I leave the Dominic house with my legs feeling weak and my breathing uneven like I forgot how to do it right. The night air feels colder than it did when I arrived and I wrap my arms around myself because I suddenly feel exposed like I left something important behind.
His face keeps appearing in my mind not angry, not cruel, just quiet and watching and that somehow stays with me more than it should and I replay what happened under the stairs again and again and each time my stomach twists because I do not know if I should feel relieved or ashamed or both.
By the time I get back my mother is asleep on the couch with the television still on and her breathing is shallow and uneven and I cover her with a thin blanket before I go to my room.
I sit on my bed and press my palms into my thighs and tell myself I survived another night and that should be enough but still my thoughts will not slow down because Lucian Dominic does not look like someone who lets things go easily and the thought of it makes my stomach flip. I fall asleep sometime before dawn with the feeling of him still clinging to me like a shadow I cannot shake.
***
At school the hallways are filled with noise and laughter and chatter but whispers drift toward me twisting my stomach and I assume the rumor is about me because of everything I hide, everything I am. My face burns as my mind spins.
He must have told them… my secret… my life…
I grip my bag tighter telling myself “Ignore it… survive the day” but my heart is hammering and my hands shake because he is there walking calmly through the crowd drawing every glance without trying, untouchable and I can't help but feel hurt.

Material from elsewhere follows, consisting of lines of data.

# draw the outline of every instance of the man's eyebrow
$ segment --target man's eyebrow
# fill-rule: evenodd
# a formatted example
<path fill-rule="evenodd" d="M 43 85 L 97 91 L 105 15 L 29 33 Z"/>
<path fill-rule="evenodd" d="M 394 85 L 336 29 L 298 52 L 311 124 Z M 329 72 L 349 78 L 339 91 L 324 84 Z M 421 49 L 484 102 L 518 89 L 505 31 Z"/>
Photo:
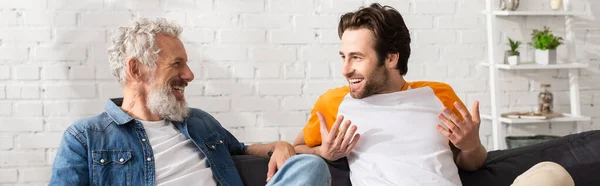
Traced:
<path fill-rule="evenodd" d="M 348 54 L 350 56 L 364 56 L 365 54 L 361 53 L 361 52 L 350 52 L 350 54 Z"/>
<path fill-rule="evenodd" d="M 173 63 L 175 62 L 185 62 L 185 60 L 182 57 L 176 57 L 175 59 L 173 59 Z"/>
<path fill-rule="evenodd" d="M 340 51 L 340 55 L 344 55 L 344 53 L 342 51 Z M 350 52 L 348 55 L 349 56 L 364 56 L 365 54 L 363 54 L 362 52 Z"/>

I find him by the lockers, calm eyes but unreadable. I step closer trembling and my voice cracks as I demand “Did you tell them?”
For a heartbeat he freezes and I feel a small surge of power because I’ve never confronted anyone like this.
“I… I don’t he starts but I cut him off words spilling like I can’t hold them in “Don’t lie… you've ruined everything… my life, my work… Do you even care?”
His gaze stays on me calm and steady and my stomach twists my legs shake and the world narrows until it’s just us and I realize I’ve never been this exposed, this human in front of anyone
Lucian’s thoughts flicker briefly sharp and dark. She's reckless, she doesn’t realize how much she’s tempting chaos and yet… she stands there trembling and accusing. I don’t usually notice these things but she’s different
I don’t wait for an answer, I turn, whispering to myself “I can’t let him see me break and I won’t, I can’t” but my heart keeps racing and my mind spins because our worlds collided for a moment and I can’t undo it.
***
Later during class Emily leans over and whispers “Did you hear the rumor?”
I frown, my heart sinking and she tells me “A girl got really drunk at a party last night and you know she got really horny”
My stomach drops, my face burns, my hands curl around my bag. It wasn't me, I wasn't the one. The weight of my guilt crashes into me. I overreacted, confronted him harshly for something he didn’t do.
By the end of the day I can’t stop thinking about it. I have to make it right. I follow him quietly after classes hoping he doesn’t notice me too soon and when I finally catch up my voice cracks “I… I’m sorry… for this morning… for what I said”
He stops, his eyes narrowing just slightly, sharp and dangerous and my stomach twists because I don’t know what to expect.
Lucian does not step back but instead he moves closer and suddenly the space between us feels too small
I can feel the warmth of him and my breath comes out uneven even though he has not touched me
I look down because I cannot look at his face anymore and I hate that my cheeks are burning
You were wrong about me he says softly his voice low and steady and almost gentle
“I nod” because I do not trust my voice. Then he leans in just a little more and I feel it everywhere in my chest and my stomach and my skin.
If you want me to forgive you then you will have to do something for me
My face burns hotter and I feel my heart stumble and I wish I could hide how affected I am but I can't because my ears turn red.
He pauses and I feel it like he is giving me time and that somehow makes it worse
Then, he lowers his head just enough and his voice turns soft in a way that feels meant only for me.
“I will not ask for something that you will not be able to do” he whispers and his words brush against me like a promise
My breath shakes and I do not know why those words make my chest feel tight and warm at the same time.
And as I stand there blushing with my heart racing and his presence wrapped so close around me I realize something I am not ready to admit… I do not want him to step away.